In a new article by Mike Piellucci of The Ringer, those who appeared at All In and have been part of Being The Elite discussed how YouTube has boosted Independent wrestling.
“The power behind that show, if you just look at us and how our careers have grown even in the last few months … it’s up there, if not the biggest thing I’ve ever even done in my wrestling career,” said SCU member Scorpio Sky.
Sky wrestled on the Zero Hour pre-show, teaming with Kazarian to take on ROH Tag Team Champions The Briscoes.
Marty Scurll, a series regular who joined the Bullet Club in 2017, has been one of the biggest beneficiaries of the show. His burgeoning pop career has turned into a storyline that like to Elite Karaoke being part of All In weekend.
“I’ve had, many times, people [approach me and] say, ‘I’m a big fan of you. I’ve never seen you wrestle before.
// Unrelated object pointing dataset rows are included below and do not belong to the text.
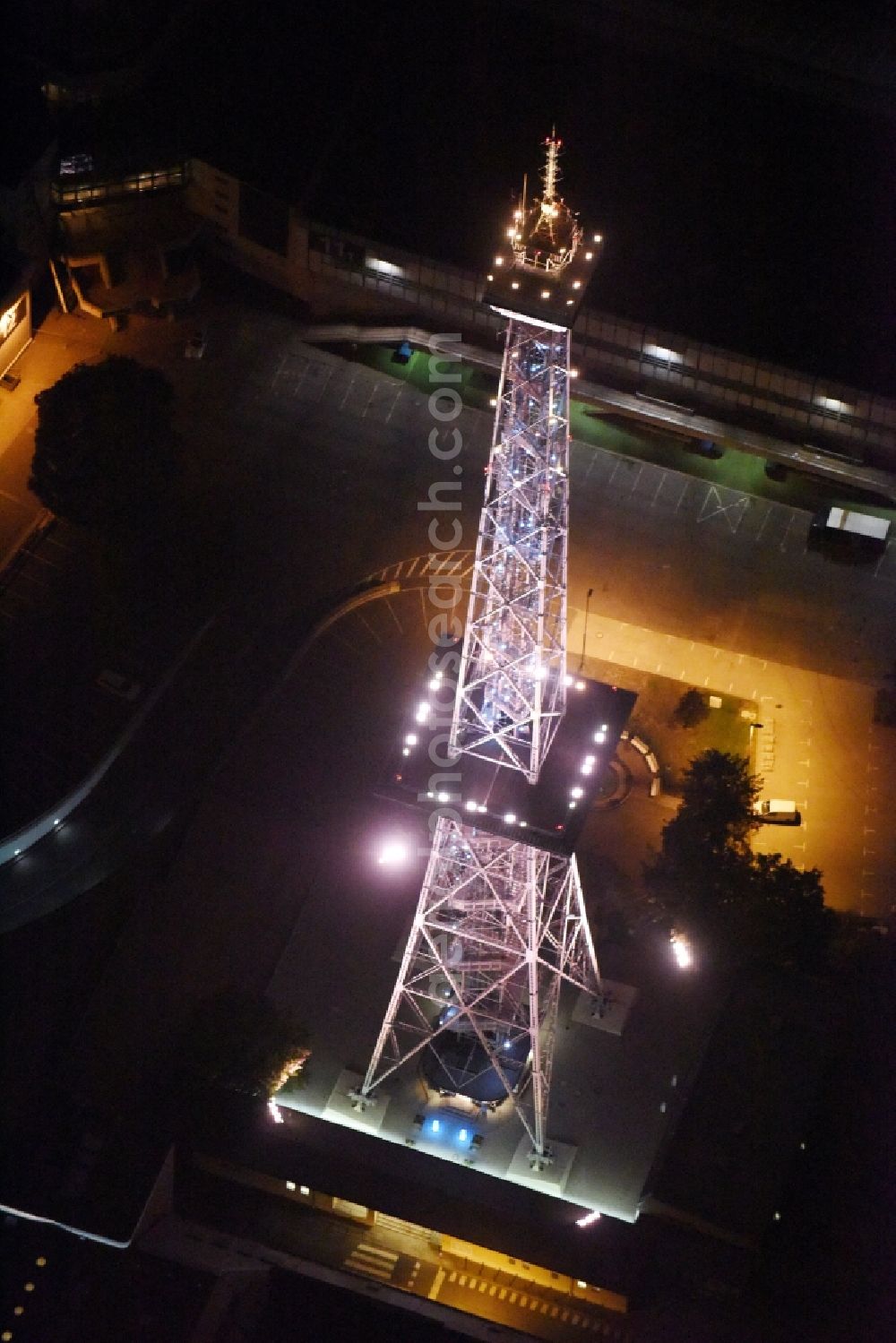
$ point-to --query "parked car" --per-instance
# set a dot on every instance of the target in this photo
(195, 347)
(778, 812)
(118, 685)
(704, 447)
Just seeing you on this show,’” commented Scurll.
The backstory behind Scurll joining the Bullet Club was one of the first storylines fans saw play out on the show.
The National Wrestling Alliance was revitalized last year with the debut of the Ten Pounds of Gold YouTube series. The show debuted by introducing the world to Tim Storm, the 52-year-old NWA World Heavyweight Champion who was a school teacher by day and wrestler by night.
”It’s all part of this revolution that you don’t need to have a billion-dollar company behind you, if you want to do it. You have to understand what an audience wants. It’s not money. They will support you to the end of the fucking earth if they believe in your message," said NWA vice president David Lagana.
Lagana has been instrumental in the putting together Ten Pounds of Gold and bringing the NWA back to prominence.
Being The Elite currently has 240,291 subscribers on YouTube. The NWA has 49,030 subscribers.